26m allocated for Sustainable Transport in GDA in 2015
In time honoured fashion the Minister for Transport Tourism & Sport (DTTAS) has issued a ‘Good News’ press release early in the New Year, this year announcing an allocation of €25.93 million for sustainable transport projects in the Greater Dublin Area (GDA) - http://www.dttas.ie/press-releases/2015/%E2%82%AC25m-allocated-sustainab… - But what do these figures really mean, and how do they compare to other transport allocations and to previous years!?
When DTTAS New Year press releases on sustainable transport are compared over the past 3 years, the ‘Good News’ amounts announced have decreased year on year from €42million in 2013, to €32million in 2014, to the above figure of €26million for this year. So…..is funding for sustainable transport on the wane, despite the Government’s and Local Authorities’ lip service to the mantra of reducing CO2 emissions and promoting alternative modes of travel!? It would certainly seem so, and Dublin Cycling Campaign are aware of staffing constraints in all Local Authorities, which have hindered the progress of projects in the sustainable transport area.
It is also noticeable, when examining the figures year on year, how many of the same projects remain on the list, often due to allocated funding not being spent in the previous year. We need to have a system whereby it is possible to transparently examine projected expenditures against actual out-turns. It is also very clear that far greater expenditure continues to be allocated to road ‘improvement’ projects rather than committing to more sustainable projects, which invariably provide a greater return on investment. This is borne out by accepted international studies.

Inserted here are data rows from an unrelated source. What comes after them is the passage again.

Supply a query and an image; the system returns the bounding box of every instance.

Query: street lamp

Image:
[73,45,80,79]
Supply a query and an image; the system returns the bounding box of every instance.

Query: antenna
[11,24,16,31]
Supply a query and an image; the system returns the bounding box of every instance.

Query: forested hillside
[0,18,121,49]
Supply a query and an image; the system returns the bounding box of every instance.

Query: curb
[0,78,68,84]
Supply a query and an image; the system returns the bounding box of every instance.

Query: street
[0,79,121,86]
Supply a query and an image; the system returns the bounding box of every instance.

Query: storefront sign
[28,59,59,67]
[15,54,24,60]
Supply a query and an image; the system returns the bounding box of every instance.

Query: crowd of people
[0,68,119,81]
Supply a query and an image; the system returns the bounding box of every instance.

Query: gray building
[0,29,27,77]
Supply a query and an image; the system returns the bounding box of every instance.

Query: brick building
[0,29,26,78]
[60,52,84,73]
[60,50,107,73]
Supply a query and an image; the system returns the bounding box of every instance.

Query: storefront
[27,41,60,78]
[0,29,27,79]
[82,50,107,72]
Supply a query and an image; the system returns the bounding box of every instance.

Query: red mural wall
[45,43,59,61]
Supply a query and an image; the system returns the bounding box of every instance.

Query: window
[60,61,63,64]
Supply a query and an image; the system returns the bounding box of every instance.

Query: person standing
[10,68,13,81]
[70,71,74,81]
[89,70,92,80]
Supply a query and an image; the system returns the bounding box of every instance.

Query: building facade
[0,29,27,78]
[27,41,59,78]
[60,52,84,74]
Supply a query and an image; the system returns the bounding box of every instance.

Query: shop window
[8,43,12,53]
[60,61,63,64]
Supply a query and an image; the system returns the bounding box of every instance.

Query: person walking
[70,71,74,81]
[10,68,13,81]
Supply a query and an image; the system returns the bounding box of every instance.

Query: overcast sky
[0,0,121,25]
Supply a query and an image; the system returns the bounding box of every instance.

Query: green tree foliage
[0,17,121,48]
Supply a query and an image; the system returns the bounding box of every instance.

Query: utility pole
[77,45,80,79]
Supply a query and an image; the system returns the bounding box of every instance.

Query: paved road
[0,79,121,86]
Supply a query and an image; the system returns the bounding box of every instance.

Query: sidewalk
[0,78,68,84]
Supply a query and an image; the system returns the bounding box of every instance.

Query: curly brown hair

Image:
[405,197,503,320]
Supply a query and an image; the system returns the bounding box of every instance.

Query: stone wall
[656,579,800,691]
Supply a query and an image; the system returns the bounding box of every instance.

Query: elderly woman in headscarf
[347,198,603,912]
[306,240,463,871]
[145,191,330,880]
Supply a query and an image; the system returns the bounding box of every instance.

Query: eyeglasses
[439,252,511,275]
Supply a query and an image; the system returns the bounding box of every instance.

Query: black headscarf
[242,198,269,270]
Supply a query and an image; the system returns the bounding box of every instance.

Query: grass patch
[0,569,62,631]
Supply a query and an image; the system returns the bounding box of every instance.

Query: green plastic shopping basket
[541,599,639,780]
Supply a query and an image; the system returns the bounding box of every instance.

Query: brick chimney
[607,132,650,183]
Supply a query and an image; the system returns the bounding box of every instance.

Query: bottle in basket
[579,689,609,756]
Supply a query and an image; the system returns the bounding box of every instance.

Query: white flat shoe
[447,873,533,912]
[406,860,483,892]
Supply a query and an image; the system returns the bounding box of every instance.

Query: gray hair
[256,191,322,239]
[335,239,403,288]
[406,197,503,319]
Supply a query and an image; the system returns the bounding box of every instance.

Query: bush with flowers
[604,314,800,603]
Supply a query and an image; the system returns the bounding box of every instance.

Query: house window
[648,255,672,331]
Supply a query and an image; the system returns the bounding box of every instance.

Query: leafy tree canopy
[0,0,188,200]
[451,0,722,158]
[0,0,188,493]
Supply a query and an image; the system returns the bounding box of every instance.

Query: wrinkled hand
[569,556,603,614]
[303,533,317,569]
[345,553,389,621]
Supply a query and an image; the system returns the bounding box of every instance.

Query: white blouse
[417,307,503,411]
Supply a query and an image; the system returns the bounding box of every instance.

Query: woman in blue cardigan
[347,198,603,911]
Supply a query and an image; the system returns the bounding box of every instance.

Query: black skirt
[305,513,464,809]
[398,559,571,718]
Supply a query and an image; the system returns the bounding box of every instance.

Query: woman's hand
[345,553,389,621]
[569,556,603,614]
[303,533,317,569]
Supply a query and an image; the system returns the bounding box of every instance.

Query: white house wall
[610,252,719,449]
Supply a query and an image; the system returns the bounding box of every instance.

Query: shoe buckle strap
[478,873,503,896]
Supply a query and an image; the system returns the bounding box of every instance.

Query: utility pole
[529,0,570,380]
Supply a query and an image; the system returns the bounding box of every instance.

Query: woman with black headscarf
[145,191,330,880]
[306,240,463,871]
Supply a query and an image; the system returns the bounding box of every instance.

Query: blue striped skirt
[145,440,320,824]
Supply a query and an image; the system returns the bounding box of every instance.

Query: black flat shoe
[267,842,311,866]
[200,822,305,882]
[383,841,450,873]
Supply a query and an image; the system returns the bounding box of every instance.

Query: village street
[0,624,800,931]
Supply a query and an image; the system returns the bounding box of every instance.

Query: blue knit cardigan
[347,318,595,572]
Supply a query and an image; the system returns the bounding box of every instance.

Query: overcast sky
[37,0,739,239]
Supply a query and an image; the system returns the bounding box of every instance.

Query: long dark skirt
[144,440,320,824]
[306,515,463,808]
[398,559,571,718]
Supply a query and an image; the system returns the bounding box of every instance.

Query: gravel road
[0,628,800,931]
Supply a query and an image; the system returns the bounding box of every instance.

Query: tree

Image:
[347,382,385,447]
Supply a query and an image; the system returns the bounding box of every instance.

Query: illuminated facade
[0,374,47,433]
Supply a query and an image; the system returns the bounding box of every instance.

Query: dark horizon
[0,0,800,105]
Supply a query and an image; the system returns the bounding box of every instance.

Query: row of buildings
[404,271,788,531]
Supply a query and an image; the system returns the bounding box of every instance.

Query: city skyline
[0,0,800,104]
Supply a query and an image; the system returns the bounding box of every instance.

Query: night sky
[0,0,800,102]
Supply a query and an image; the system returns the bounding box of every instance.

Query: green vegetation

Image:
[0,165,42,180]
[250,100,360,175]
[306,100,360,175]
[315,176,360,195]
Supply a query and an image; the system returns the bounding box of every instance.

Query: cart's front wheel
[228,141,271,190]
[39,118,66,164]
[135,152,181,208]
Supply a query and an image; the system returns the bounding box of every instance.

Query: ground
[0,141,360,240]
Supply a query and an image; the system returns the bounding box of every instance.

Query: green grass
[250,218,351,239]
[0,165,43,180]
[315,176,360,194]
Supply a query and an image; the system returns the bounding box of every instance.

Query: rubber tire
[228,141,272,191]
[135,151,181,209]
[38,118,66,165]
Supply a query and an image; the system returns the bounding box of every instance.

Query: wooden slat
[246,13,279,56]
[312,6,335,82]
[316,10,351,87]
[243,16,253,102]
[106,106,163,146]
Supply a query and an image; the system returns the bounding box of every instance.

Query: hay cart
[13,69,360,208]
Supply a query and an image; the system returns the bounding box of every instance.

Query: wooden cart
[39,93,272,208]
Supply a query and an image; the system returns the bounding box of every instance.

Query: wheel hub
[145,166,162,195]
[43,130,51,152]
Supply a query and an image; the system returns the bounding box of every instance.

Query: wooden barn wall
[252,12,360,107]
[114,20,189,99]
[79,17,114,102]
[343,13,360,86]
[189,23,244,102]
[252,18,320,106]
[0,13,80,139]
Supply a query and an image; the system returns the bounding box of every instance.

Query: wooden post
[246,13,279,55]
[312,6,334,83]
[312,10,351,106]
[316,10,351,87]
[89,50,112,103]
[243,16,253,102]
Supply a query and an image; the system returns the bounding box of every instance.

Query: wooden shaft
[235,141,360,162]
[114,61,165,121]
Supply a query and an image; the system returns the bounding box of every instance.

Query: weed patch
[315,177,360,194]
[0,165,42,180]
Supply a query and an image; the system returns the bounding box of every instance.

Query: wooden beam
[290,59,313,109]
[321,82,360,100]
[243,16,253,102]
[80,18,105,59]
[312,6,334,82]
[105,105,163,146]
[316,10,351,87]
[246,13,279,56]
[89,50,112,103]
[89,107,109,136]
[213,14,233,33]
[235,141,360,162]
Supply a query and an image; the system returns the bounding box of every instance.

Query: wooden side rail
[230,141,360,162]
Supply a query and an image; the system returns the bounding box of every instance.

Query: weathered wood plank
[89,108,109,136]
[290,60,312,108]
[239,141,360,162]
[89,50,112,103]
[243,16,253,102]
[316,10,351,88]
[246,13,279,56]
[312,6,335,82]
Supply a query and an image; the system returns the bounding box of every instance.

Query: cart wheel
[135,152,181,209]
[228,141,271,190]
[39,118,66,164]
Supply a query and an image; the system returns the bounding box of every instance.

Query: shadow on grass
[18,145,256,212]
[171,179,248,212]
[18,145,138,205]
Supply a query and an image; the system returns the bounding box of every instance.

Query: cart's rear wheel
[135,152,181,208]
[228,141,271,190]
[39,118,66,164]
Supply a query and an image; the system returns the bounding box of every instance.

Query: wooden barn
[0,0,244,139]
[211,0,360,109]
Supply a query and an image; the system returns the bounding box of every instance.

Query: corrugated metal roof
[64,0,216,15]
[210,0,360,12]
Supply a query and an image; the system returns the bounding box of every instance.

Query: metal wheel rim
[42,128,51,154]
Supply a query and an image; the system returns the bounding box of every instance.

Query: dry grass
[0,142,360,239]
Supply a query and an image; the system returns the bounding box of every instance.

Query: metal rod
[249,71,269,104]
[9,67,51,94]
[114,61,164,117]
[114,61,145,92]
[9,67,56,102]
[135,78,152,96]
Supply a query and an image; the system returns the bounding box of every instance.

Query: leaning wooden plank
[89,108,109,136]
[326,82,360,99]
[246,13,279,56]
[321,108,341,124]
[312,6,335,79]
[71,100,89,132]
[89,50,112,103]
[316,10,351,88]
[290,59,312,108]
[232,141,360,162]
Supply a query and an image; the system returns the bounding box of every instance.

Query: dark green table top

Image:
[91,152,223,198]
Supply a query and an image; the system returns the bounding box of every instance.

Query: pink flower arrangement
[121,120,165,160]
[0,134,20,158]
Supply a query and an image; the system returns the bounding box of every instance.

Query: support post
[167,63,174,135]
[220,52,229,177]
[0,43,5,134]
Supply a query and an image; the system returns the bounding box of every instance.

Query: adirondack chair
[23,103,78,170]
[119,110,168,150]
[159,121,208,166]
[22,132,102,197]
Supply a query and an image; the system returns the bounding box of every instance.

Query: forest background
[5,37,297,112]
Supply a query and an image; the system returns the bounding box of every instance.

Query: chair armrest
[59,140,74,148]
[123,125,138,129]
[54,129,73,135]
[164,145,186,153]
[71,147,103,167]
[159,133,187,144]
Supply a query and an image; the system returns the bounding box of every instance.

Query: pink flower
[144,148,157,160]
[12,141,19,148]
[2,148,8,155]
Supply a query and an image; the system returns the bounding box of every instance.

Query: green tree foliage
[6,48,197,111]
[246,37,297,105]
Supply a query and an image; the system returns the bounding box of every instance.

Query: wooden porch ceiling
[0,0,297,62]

When budgets of €515million for the Tuam Bypass, €126million for Newland’s Cross, and €215million for New Ross Bypass are compared even to the largest sustainable transport project in the State, LUAS Cross City, whose overall budget of €368million, it would appear that government priorities are clearly aligned with the road transport lobby rather than sustainable transport. This year’s announced investment of €25.93 is merely a drop in the ocean compared to that allocated for roads projects, which will help to increase our carbon emissions. Greater resources and investment need to be allocated to sustainable projects than heretofore, to support a move to lesser CO2 emissions, and to provide real sustainable transport options for the Irish people.